Remember: Bitcoin has had many lives since its creation in 2009. What started as a decentralized, stable form of peer-to-peer currency — accessible by anyone with a smartphone, and eschewed by top bankers such as Jamie Dimon as ripe for fraud — has become a volatile, expensive asset increasingly controlled by Musk’s 280-character messages. And will soon become “mainstream,” as a more solid lineup of brick-and-mortar financial institutions offer it to their business and retail investors. 

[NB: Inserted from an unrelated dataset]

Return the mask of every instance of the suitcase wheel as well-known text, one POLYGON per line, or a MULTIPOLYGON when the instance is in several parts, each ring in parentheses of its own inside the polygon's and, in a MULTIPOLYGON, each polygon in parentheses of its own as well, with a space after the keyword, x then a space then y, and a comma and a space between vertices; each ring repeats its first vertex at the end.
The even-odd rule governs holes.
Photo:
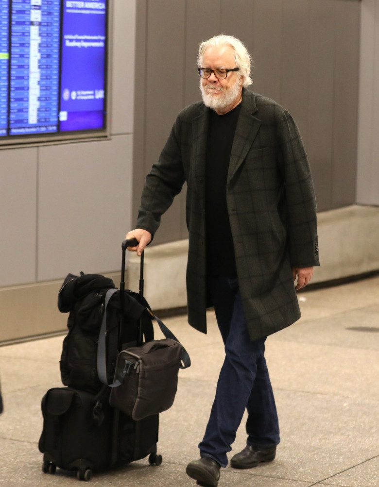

What financial services leaders should keep an eye on: Traditional financial institutions pursuing crypto offerings should keep an eye on Bitcoin volatility, but more closely watch actual Bitcoin ownership and purchase consideration among their existing customer bases. Even financial services leaders who aren’t considering entering the crypto space should take note of their customers’ ownership of Bitcoin or usage of crypto trading platforms. After all, Bitcoin is now a household name and rivals the biggest banks in awareness among the general population — the same banks that wrote off the currency just a few years prior.